United States Fidelity & Guaranty Co. v. Rome Concrete Pipe Co.

Beasley, Judge,

dissenting.

Total completion of the work may not in fact occur before acceptance. There may be substantial completion, then acceptance, and then final completion of punch-list type items later. I believe that is what the. legislature had in mind when it put both conditions into the statute. If “completion” in the sense used in the statute always preceded acceptance, i.e., meant “total” completion, then the condition of “completion of the work” would be of no effect and mere surplus-age. But the legislature deliberately required the happening of these two events before the statute would begin to run in favor of the surety. It mattered not which occurred first so long as they both occurred. Normally, of course, one would expect total completion before acceptance; at least there would ordinarily be substantial completion before acceptance, and that may be why the legislature put the two conditions in the order' in which they appear. It would seem rather backwards to say “upon the acceptance ... by the proper public authorities and upon completion of the contract.”

The majority requires in effect a third condition, the audit and closing of the file by the public authority, or final payment. This condition grows out of the majority’s interpretation of the “completion of the contract” condition as meaning the full satisfaction of the contract by both parties to it. But if the legislature had intended to include a third condition, such as final payment or the closing of the file, it would have said so. Such a condition, however, is not hidden in the “completion of the contract” portion of the triggering events. Moreover, such an additional condition would render “acceptance” unnecessary and meaningless because the third condition of final payment or audit and closing of the file by the public authority would always occur after acceptance. So the majority’s rationale falls on the very principle it cites, that statutory construction should not render any of the language meaningless or mere surplusage.

Moreover, introducing the third condition means that the surety can be held at risk for an indeterminate period of time over which it and its obligor have no control. The time consumed for internal audits and procedures of the public authority obligee, for whom the work was done, before it closed the file after “acceptance,” would seem to frustrate the purpose of the statute.
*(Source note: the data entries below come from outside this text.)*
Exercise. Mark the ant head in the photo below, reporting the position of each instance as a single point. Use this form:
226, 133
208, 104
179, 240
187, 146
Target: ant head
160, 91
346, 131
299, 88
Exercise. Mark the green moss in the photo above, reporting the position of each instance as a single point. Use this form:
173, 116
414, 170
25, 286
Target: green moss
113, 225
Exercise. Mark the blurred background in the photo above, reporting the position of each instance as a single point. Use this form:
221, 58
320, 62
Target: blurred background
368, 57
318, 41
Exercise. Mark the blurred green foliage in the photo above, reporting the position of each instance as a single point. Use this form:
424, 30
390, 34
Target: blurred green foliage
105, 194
The patent purpose of the statute is to limit the time during which the surety could be held liable for the obligor contractor’s performance of the work or payment of its subcontractors and suppliers. The surety is not concerned with final performance of the contract obligations of the public authority/obligee, or with final payment by it to the contractor/obligor. Those conditions do not affect the surety’s *887liability.

Decided July 2, 1986 Rehearing denied July 28, 1986 J. Alexander Porter, Sidney R. Barrett, Jr., for appellant. S. David Smith, Jr., Frank W. Scoggins, for appellee.
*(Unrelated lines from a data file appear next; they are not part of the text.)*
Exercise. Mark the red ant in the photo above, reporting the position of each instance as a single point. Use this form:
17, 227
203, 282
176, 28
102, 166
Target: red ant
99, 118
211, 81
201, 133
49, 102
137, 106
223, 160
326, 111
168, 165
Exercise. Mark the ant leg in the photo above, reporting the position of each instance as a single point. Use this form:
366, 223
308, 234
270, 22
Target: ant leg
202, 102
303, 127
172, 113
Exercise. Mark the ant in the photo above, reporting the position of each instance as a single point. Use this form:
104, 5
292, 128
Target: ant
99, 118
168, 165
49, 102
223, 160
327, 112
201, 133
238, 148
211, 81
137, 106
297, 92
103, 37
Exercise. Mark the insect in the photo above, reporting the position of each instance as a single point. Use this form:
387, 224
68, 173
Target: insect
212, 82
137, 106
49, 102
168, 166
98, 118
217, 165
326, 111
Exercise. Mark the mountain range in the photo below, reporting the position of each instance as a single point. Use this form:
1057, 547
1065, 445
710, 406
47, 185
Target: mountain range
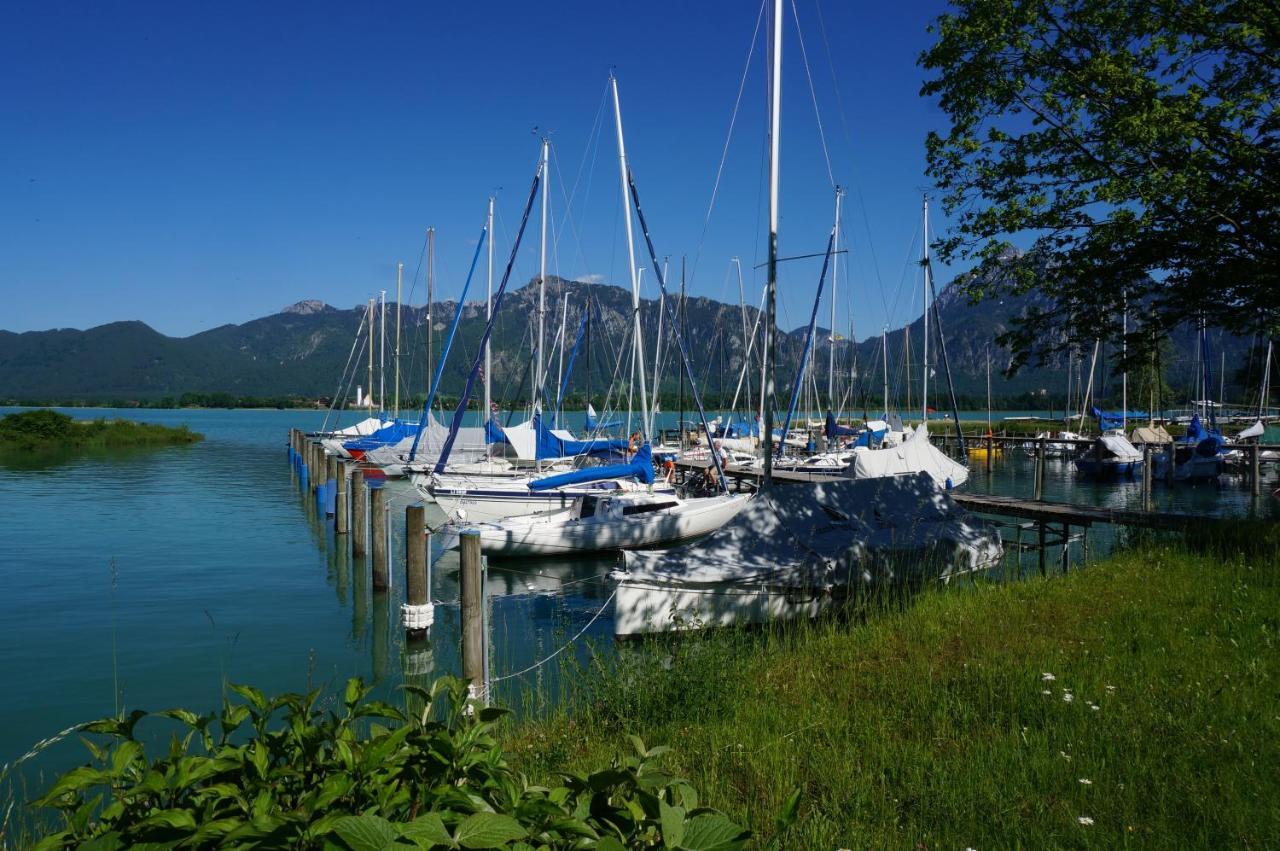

In the instant case it is a question of nonpayment of a supplier. The internal procedures of the obligee who has accepted the job would not affect the contractor’s or the surety’s obligation to that supplier on the payment bond. It is irrelevant to this consideration. The statute limits the time when such a supplier can hold the surety liable, and there is no contingency created by the pendency of the audit or holdback of final payment which would prevent the supplier from proceeding against the surety within one year from the time the contractor completes the work and the public authority accepts it.

This would not be untrue in a suit on the performance bond by the public authority either. Although its internal audit and final payment might relate to its determination of whether to sue on the performance bond, the legislature gave it one year from the date of its “acceptance” (and of course completion) of the work to do so. If it could ignore the fact of “acceptance” and wait until the end of its audit and/or final payment before the one-year tolling period commenced before bringing suit, it could delay at its option the period during which the surety remained at risk. That would obviously abort the purpose of the statute as well as delete the efficacy of the statutory condition of “acceptance.” Although it could accomplish a delay by not “accepting” the job until final payment or closing of file, once it accepts (and assuming “completion”) it has one year to file suit on the performance bond.

Furthermore, the majority’s construction is inharmonious. “Acceptance” expressly relates to action taken solely by the obligee, the public authority. “Completion of the contract,” then, should be taken to relate solely to action required by the obligor, the “performance” of the contract. This I would see as the implied understanding of the court in its description of the statute in National Surety Corp. v. Wright, 70 Ga. App. 838, 841 (29 SE2d 662) (1944).